The damage you do with that build is pure madness. I would hit for 1k > 1k > 1.5k x2 without any of them even critting, just from the Dragon-Rage combo. And for laughs you can always pop Rampage and never stop pressing Dragon-Rage until it ends.
No, I soloed the Highland Reaver (the 23 dragon) when I was lv21 as Reaver with the store bought Dragonslayer axe from Bonne (or whatever her name was in Skyhold) Dragon-Rage hits so fast you will max out guard consistantly, and being a warrior you naturally have a lot of armor anyway. With my +20% Heal Bonus ring, and my armor having an addition +27% Heal Bonus, Devour gives me way more health than Dragon-Rage uses in the 3 swings to reset it's cooldown. So even if the dragon can burst me (they can't) Devour does absurd healing. I'm like 99% sure Reaver is the highest dps spec in the game because of how fast you dish out constant 1k+ attacks. Dragon-Rage doesn't factor swing speed of weapons, so you can use it like every half second.garjian said:Aren't you assuming that the dragon won't hit you? I'm pretty sure dragons will 1-hit you through a small layer of guard and a tiny amount of health.
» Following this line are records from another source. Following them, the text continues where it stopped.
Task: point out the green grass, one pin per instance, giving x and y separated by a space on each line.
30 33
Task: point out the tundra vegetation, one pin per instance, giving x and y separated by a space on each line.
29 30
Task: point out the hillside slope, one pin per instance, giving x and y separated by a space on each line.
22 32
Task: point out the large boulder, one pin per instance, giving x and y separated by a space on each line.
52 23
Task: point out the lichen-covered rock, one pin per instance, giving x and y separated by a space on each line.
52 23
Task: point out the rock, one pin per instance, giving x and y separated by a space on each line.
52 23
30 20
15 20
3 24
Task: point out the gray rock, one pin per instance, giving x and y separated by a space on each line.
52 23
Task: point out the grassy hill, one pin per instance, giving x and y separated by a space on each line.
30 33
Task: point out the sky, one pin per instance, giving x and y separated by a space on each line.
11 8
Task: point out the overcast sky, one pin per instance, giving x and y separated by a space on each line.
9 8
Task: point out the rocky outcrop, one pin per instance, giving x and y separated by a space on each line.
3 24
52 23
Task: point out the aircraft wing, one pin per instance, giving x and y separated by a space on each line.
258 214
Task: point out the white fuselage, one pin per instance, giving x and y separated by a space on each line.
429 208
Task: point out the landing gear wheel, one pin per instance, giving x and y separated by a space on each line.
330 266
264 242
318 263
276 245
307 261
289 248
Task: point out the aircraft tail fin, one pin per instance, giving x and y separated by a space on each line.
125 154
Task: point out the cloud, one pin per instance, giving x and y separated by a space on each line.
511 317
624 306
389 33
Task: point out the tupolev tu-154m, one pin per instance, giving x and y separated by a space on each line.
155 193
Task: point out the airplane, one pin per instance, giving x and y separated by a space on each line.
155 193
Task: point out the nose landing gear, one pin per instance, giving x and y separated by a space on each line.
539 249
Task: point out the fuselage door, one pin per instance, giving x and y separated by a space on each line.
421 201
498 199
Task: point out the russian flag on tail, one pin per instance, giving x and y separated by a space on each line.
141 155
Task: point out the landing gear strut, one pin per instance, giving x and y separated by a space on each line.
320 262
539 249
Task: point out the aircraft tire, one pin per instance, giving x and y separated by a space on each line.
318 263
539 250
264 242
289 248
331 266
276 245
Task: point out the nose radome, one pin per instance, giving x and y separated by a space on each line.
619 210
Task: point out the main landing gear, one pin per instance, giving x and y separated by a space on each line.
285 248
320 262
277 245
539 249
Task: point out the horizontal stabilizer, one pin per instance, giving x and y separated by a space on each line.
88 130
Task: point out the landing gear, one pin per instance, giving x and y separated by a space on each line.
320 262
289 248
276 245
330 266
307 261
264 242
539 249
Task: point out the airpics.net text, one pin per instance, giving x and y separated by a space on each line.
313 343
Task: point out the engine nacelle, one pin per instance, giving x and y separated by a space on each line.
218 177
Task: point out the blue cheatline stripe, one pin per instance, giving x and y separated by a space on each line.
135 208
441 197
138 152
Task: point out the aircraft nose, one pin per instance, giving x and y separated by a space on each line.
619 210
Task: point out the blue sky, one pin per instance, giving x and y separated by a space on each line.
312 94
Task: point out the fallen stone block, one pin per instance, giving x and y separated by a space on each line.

I can output similar damage using Whirlwind with it's gradual power increase, and I'm completely invincible during it!
While it's true that I am technically tanking, I'm not actually playing defensively... I'm constantly using skills and being on the offensive. The only difference between what you and I are doing is that the enemy is actually attacking me, but I actually benefit from that... having enemies attack me makes me able to go even further on the offensive.